The Android Neural Networks API (NNAPI)) is an Android C API designed for running computationally intensive operations for machine learning on Android devices. NNAPI is designed to provide a base layer of functionality for higher-level machine learning frameworks, such as TensorFlow Lite and Caffe2, that build and train neural networks. The API is available on all Android devices running Android 8.1 (API level 27) or higher.
Android provides not only NN API, but also tflite architecture. Different frameworks have different acceleration performances for different model architectures. Fortunately, the APIs used in APP Layer are all the same except only one parameters(--use_nnapi=true)
Rokid has integrated NPU hardware into Android frameworks, in order for user in APP Layer to use it by the standard NNAPI. For specific development API operations, see Android NN API
Based on official introduction of Android NNAPI, you can convert your model to a 'tflite' model according to the following steps. The Android NN frameworks will decided whether to run tflite arch or NNAPI framework according to the user APP parameters. Emphasized to say, both of them run model using 'tflite' format.

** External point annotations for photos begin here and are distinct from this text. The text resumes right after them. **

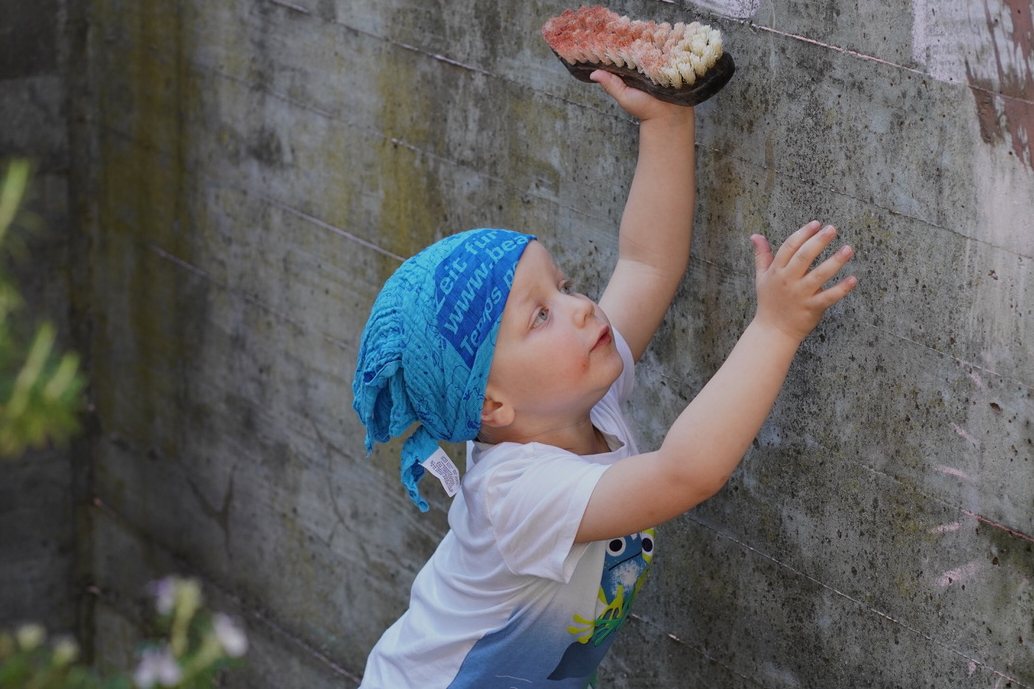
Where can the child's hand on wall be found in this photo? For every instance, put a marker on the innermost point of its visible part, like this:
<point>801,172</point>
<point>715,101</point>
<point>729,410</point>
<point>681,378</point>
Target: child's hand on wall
<point>791,297</point>
<point>638,103</point>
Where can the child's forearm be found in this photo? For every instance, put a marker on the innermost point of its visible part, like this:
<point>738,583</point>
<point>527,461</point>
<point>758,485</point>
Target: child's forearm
<point>658,219</point>
<point>709,438</point>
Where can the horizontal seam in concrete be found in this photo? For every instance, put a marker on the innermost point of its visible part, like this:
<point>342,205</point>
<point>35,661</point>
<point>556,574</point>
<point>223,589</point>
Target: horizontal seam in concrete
<point>417,149</point>
<point>245,296</point>
<point>873,58</point>
<point>870,608</point>
<point>702,652</point>
<point>326,226</point>
<point>290,5</point>
<point>841,192</point>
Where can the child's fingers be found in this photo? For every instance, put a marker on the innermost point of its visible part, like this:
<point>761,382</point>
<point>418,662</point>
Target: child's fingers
<point>795,242</point>
<point>837,292</point>
<point>825,270</point>
<point>801,262</point>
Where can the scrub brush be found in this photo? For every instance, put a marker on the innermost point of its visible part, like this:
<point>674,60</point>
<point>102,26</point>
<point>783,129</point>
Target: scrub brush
<point>683,64</point>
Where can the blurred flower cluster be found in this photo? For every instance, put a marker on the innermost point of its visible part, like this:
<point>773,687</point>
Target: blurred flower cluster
<point>192,647</point>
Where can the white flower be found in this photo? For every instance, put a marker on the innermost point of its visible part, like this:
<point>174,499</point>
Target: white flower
<point>157,666</point>
<point>30,636</point>
<point>65,652</point>
<point>232,637</point>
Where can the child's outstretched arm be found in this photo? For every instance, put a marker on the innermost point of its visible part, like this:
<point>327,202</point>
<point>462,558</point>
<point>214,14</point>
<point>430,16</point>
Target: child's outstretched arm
<point>658,220</point>
<point>710,437</point>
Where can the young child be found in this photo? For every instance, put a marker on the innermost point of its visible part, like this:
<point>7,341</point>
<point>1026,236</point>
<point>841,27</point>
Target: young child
<point>481,337</point>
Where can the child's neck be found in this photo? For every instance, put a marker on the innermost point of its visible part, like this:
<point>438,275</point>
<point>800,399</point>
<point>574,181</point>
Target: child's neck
<point>578,437</point>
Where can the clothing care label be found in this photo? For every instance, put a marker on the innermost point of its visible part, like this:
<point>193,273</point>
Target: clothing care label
<point>444,469</point>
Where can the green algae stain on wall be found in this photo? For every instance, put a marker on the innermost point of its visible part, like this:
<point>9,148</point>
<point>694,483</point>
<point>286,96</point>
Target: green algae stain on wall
<point>406,163</point>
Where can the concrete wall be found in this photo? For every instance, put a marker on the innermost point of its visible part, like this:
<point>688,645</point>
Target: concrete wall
<point>260,167</point>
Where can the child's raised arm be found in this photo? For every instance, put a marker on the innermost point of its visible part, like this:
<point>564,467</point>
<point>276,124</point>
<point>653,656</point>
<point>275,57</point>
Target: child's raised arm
<point>658,220</point>
<point>710,437</point>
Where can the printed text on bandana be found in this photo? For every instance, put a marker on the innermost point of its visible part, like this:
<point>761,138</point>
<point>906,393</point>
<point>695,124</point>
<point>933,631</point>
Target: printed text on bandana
<point>443,468</point>
<point>472,288</point>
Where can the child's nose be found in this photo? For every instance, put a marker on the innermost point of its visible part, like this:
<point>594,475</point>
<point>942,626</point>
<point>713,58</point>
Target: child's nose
<point>583,308</point>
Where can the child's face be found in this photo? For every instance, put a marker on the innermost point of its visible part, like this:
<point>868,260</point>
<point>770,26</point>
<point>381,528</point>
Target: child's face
<point>555,354</point>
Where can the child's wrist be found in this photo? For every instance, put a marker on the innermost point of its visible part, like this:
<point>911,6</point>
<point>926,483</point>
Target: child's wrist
<point>774,335</point>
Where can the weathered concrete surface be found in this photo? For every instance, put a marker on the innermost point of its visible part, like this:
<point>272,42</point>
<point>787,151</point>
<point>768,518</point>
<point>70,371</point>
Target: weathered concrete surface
<point>261,167</point>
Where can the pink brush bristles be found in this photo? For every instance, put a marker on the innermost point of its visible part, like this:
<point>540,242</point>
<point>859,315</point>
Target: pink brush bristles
<point>685,63</point>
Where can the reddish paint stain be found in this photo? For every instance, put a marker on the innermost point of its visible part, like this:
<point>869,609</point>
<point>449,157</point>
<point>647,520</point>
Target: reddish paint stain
<point>1005,109</point>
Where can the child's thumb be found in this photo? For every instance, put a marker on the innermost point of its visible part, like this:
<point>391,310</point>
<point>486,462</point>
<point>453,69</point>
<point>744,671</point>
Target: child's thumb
<point>762,253</point>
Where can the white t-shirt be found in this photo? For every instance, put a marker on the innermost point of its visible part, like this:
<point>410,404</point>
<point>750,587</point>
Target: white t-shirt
<point>509,599</point>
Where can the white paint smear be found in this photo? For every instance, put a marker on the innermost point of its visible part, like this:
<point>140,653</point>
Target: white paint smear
<point>733,8</point>
<point>947,35</point>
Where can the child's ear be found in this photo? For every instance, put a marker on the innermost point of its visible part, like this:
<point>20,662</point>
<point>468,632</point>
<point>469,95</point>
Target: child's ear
<point>495,414</point>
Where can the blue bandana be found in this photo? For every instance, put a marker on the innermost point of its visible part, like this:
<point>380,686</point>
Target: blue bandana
<point>428,345</point>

- Convert your private model to TFLite model according to standard Android description.
Click on the URL https://www.tensorflow.org/lite/performance/measurement, and download the executable program named "android_arm_benchmark_model" under the section heading "Download or build the binary".
Push the TFLite model and the program "android_arm_benchmark_model" to the path "/data/local/tmp" in the device.

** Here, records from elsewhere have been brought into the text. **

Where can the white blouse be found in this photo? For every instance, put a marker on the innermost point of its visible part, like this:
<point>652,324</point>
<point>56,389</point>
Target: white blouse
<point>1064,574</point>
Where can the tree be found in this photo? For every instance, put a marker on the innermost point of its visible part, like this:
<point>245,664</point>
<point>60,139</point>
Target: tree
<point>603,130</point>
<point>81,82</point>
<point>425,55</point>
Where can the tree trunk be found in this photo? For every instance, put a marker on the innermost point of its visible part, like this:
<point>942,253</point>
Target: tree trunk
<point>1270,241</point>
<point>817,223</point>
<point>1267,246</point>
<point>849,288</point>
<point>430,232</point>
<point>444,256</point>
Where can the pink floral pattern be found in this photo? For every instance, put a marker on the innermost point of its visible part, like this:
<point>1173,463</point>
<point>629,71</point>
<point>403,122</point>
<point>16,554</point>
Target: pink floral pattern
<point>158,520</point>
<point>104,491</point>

Enter the path "/data/local/tmp" in the device: adb shell; cd /data/local/tmp
Execute the program: ./android_arm_benchmark_model --num_threads=1 --graph=model.tflite --use_nnapi=true
Notes for the parameters: --graph: Path to the TFLite model file; --use_nnapi: Specifies whether to switch on the nnapi agent (set to "true" to switch it on)

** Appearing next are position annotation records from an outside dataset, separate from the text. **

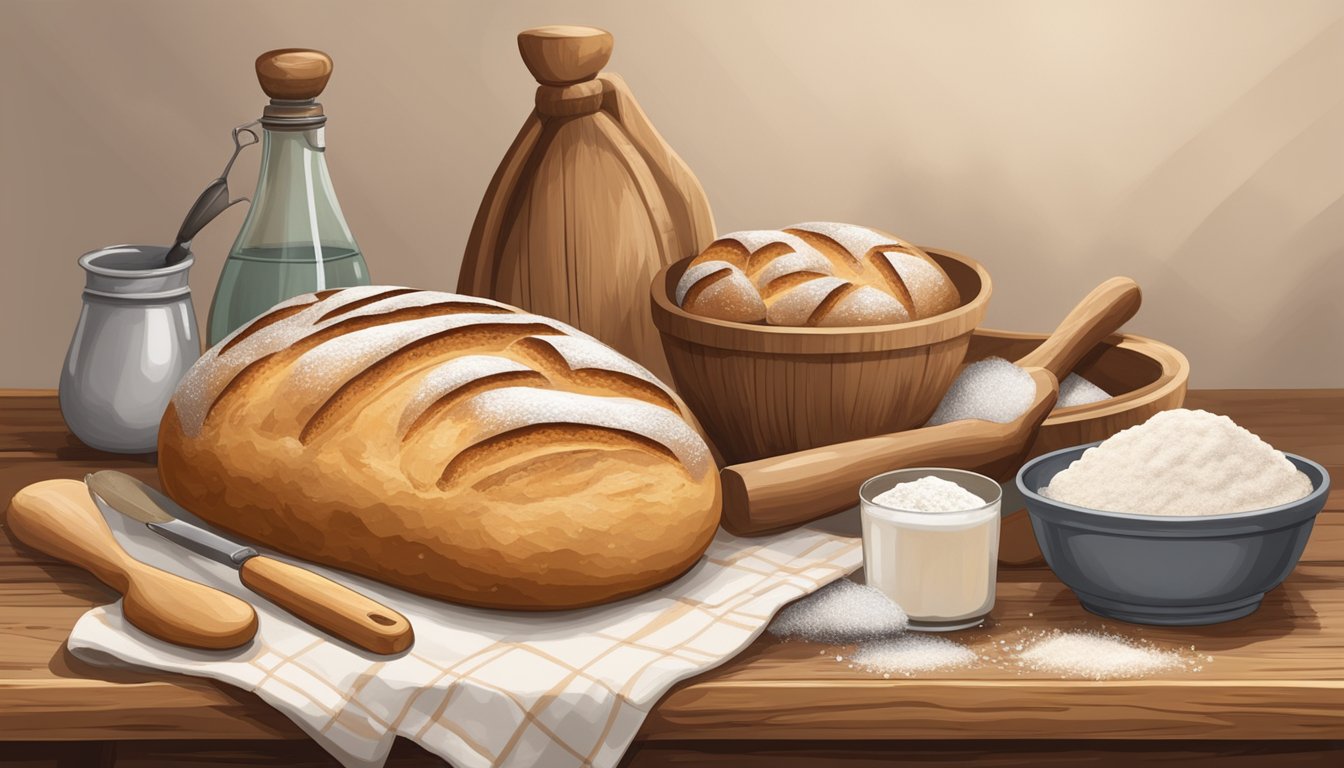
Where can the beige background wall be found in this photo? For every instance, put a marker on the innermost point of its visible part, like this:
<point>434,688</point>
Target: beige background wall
<point>1195,145</point>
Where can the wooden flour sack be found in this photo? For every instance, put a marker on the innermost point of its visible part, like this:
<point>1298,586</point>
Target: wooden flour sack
<point>588,205</point>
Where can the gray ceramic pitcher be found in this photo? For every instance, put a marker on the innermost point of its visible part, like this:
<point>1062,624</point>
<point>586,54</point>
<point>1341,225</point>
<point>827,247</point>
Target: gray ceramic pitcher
<point>135,340</point>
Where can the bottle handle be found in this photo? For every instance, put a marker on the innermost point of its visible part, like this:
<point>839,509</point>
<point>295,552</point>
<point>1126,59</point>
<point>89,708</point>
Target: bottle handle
<point>245,129</point>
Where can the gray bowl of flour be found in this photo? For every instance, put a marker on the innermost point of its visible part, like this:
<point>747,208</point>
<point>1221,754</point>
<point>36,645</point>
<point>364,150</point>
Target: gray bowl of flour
<point>1163,569</point>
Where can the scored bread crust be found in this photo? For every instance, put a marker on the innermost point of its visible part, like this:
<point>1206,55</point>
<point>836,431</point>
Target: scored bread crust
<point>449,445</point>
<point>815,273</point>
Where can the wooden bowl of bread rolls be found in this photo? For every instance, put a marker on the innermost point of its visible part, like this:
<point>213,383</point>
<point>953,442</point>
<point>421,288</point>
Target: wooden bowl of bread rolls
<point>782,340</point>
<point>1141,375</point>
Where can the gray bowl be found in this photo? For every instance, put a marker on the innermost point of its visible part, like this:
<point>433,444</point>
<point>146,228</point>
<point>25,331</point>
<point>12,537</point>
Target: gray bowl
<point>1168,570</point>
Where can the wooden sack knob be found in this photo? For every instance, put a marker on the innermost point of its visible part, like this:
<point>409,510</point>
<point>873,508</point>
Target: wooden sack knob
<point>562,54</point>
<point>293,73</point>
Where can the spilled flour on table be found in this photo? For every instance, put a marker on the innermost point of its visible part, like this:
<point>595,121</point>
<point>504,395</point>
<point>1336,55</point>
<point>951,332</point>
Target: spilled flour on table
<point>910,654</point>
<point>1097,655</point>
<point>842,612</point>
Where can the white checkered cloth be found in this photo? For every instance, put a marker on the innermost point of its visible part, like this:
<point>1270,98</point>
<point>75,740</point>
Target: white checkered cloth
<point>487,687</point>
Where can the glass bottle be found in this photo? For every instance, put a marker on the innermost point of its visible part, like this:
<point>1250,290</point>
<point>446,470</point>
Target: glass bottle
<point>295,238</point>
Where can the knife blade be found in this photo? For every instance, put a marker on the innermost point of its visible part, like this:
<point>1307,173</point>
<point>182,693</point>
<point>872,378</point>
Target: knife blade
<point>315,599</point>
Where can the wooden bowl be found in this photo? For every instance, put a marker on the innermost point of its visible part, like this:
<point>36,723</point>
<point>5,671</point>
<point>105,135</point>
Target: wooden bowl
<point>766,390</point>
<point>1145,377</point>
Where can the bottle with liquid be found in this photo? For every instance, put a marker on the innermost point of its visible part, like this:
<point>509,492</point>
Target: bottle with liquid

Check whether the program is running on an NPU using the command: cat /proc/interrupts |grep galcore
If the number in the second column has been increasing, it means the program is running on an NPU device.
You can find out whether the model is speeding up inference when the program is running on an NPU by switching on and off "use_nnapi". At the moment, the MobileNet series can result in good speed-up.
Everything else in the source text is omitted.